We spent most of the day in Vermont driving through the mountains, marveling in their countryside, buying gourds, little pumpkins, and maple syrup from farmers, me snapping lots of photos and all and all being good tourists. Driving through Bennington we said our farewells to our beautiful fall day in Vermont. Soon we crossed over into Massachusetts, later Connecticut, then New York and late Sunday night NYC.
So the title of this piece is “5 State Fall Foliage” and I’ve only mentioned 4 states. The 5th state was New Jersey. The way the states are shaped in parts and how they built the freeways, you sometimes have to leave NY to get back into NY. Giving Jersey its due, their leaves were beautiful too.

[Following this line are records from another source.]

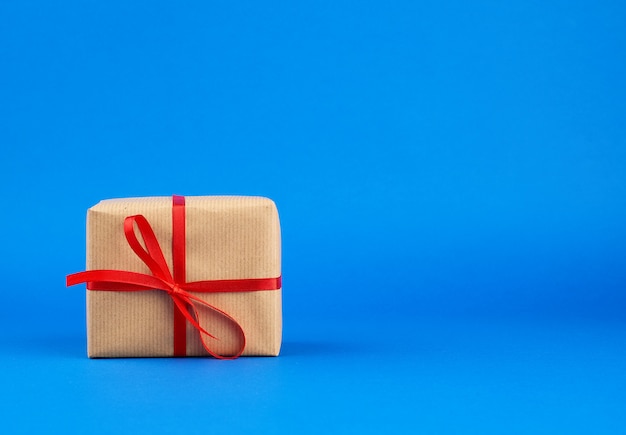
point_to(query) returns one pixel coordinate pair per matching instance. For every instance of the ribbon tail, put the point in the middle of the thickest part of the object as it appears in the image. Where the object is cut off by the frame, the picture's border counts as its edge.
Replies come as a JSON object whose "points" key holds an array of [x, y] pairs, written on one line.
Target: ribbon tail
{"points": [[192, 300]]}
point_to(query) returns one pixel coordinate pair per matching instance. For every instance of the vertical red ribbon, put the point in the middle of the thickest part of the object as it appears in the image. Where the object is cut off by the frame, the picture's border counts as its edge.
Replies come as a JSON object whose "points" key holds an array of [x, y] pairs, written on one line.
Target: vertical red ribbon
{"points": [[179, 266]]}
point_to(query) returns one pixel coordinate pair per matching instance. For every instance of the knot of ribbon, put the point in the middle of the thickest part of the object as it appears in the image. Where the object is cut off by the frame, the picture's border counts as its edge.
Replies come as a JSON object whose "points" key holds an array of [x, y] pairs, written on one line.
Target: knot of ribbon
{"points": [[185, 303]]}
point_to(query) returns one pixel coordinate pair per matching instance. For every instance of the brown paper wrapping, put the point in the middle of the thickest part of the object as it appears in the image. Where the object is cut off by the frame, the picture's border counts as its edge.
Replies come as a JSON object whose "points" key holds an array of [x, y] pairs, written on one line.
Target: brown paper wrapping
{"points": [[227, 237]]}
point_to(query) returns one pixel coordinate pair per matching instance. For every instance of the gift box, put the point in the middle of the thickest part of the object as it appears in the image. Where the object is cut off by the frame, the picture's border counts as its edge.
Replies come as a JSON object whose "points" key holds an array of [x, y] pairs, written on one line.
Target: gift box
{"points": [[183, 276]]}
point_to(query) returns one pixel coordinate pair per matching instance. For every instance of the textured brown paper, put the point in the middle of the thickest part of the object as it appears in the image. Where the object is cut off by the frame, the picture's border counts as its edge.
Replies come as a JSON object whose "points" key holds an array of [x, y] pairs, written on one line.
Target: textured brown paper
{"points": [[227, 237]]}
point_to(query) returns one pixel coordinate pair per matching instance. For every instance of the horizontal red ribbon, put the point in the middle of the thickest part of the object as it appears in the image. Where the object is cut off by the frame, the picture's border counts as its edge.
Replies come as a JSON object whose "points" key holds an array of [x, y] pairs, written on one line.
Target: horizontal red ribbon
{"points": [[186, 304]]}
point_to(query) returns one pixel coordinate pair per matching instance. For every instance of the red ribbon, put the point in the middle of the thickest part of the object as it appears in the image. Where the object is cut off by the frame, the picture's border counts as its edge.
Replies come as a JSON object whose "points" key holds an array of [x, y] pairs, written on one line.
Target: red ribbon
{"points": [[175, 285]]}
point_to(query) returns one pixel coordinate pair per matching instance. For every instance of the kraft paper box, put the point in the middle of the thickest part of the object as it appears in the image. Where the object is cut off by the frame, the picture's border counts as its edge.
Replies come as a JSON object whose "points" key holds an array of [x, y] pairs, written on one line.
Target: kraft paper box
{"points": [[226, 238]]}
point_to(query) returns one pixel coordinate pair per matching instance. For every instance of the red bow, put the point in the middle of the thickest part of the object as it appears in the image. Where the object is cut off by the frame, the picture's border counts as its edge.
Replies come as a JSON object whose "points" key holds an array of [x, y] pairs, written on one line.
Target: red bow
{"points": [[175, 286]]}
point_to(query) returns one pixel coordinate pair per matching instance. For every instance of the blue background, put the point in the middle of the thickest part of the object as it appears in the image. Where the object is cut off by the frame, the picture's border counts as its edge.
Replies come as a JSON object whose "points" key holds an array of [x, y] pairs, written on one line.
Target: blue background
{"points": [[455, 170]]}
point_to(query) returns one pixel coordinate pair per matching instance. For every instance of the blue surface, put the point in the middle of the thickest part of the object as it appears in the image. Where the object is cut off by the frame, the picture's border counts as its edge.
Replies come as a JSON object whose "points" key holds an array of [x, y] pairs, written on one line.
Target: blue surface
{"points": [[451, 179]]}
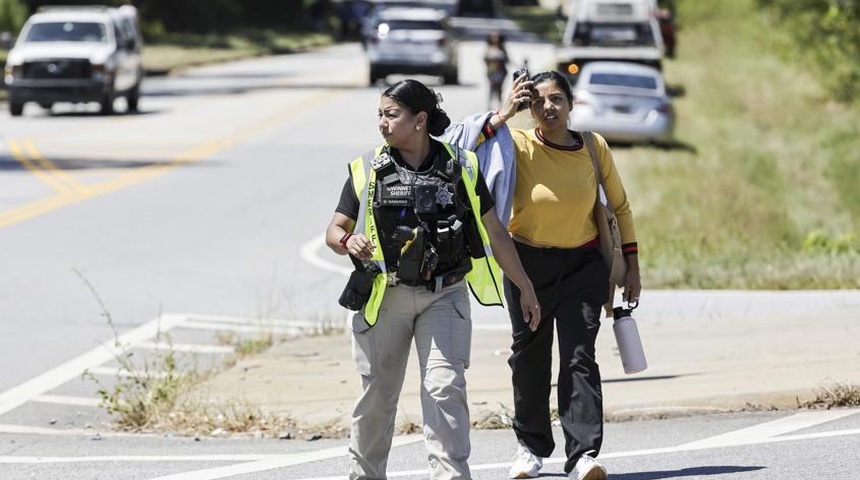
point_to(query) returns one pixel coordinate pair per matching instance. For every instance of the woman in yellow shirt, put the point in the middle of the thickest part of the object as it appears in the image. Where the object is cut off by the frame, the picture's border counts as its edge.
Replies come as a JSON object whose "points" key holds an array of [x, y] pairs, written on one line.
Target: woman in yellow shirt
{"points": [[556, 237]]}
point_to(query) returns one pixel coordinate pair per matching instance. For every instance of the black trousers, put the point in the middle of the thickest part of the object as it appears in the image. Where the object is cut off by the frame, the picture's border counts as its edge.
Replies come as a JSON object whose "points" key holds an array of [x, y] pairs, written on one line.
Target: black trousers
{"points": [[572, 285]]}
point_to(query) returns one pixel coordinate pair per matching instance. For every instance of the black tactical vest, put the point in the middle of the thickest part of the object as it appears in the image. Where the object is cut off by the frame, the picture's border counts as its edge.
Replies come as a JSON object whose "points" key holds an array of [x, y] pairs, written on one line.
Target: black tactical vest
{"points": [[422, 216]]}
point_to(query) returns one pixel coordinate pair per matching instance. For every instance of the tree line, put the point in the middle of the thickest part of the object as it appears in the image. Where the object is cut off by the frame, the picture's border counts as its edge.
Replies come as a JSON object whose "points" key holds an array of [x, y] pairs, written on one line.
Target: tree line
{"points": [[184, 16], [827, 33]]}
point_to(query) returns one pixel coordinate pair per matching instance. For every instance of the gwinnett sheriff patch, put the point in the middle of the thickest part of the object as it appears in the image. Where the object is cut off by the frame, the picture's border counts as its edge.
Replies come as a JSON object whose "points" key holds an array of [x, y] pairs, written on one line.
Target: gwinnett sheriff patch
{"points": [[444, 197]]}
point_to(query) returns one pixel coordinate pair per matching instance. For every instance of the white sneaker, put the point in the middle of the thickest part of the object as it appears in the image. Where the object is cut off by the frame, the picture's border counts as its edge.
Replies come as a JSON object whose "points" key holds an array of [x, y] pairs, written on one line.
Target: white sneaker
{"points": [[526, 464], [587, 468]]}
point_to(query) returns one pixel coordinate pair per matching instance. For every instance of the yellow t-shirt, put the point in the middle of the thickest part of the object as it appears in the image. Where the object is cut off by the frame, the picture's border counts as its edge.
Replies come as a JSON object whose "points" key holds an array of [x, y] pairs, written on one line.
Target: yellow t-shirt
{"points": [[555, 192]]}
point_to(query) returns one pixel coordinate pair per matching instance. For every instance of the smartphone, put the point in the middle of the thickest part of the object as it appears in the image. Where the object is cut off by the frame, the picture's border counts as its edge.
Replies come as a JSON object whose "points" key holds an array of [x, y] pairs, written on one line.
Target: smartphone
{"points": [[524, 105]]}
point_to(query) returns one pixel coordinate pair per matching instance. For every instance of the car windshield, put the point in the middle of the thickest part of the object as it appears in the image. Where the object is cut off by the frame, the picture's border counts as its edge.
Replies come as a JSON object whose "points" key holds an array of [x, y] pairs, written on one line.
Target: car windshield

It turned out to be a long two days. It was really a three-day trip, especially given our accident. But it was beautiful and come next fall if you get the chance, if you don’t live in the area, try to catch a New England fall. Make reservations early as things get booked, and also perhaps go a little sooner then we did, although spectacular we were a little late ourselves particularly further north. And if you’re looking to go to Lake George, I can recommend “The Georgian Resort.” We didn’t eat there, but the rooms were nice and comfortable.